PTSD? Waiting for Hurricane Arthur to Hit Us, Brings up Memories of Family Tragedy of 1989 and Hurricane Hugo-52 Ancestors in 52 Weeks #27



Tonight, July 3, 2014, while part of my family is on a beach on the North Carolina coast with Hurricane Arthur approaching, I am sitting here praying for their safety as I recall the tragic aftermath  of Hurricane Hugo for our own family.  The Category 5 hurricane Hugo hit Sept 21-22 during the night. The huge storm surge lifted 3 to 4 blocks of houses right off their foundations, squashed them together like a stack of pancakes, and shoved them all back from the ocean about a quarter to a half mile! I had never seen anything like it, until I went down three  months after the storm and saw the destruction with my own eyes! You see, my husband’s family lived there, just  a few blocks off the beach in Garden City, SC., just south of Myrtle Beach, and just north of Charleston.

Interview with Charleston Mayor Joe Riley

Joe Riley, the Mayor of Charleston, shared his memories of Hugo along with some lessons that were learned from the storm. He also has some good reminders about being prepared for the next storm! Check out the full interview here.


Hurricane Hugo was a Cape Verde hurricane that became a Category 5 (on the Saffir-Simpson Scale) storm in the Atlantic, then raked the northeast Caribbean as a Category 4 storm before turning northwest between an upper-level high pressure system to the north and upper-level low pressure system to the south. Hugo made landfall just north of Charleston, South Carolina at Sullivan’s Island around midnight September 22, 1989 as a Category 4 storm with estimated maximum sustained winds of 135-140 mph and a minimum central pressure of 934 mb (27.58 inches of Hg). Hugo produced tremendous wind and storm surge damage along the coast and even produced hurricane force wind gusts all the way into western North Carolina. In fact, Hugo produced the highest storm tide heights ever recorded along the U.S. East Coast.

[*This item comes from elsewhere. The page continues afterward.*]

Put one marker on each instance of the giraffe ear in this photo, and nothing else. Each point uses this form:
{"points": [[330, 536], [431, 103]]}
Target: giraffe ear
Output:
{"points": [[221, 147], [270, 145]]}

Hurricane Hugo track - credit: NOAA's National Hurricane Center Upper-level weather pattern during Hugo - image courtesy of Dr. Jon Nese at Penn State University
Hurricane Hugo’s Track Upper-level Air Patterns
(credit: NOAA’s National Hurricane Center) (credit: Jon Nese at Penn State University)

At the time, Hurricane Hugo was the strongest storm to strike the United States in the previous 20-year period. The hurricane was also the nation’s costliest in terms of monetary losses with damage estimates standing at $7 billion. It is estimated that there were 49 deaths directly related to the storm, 26 of which occurred in the U.S., Puerto Rico, and the U.S. Virgin Islands.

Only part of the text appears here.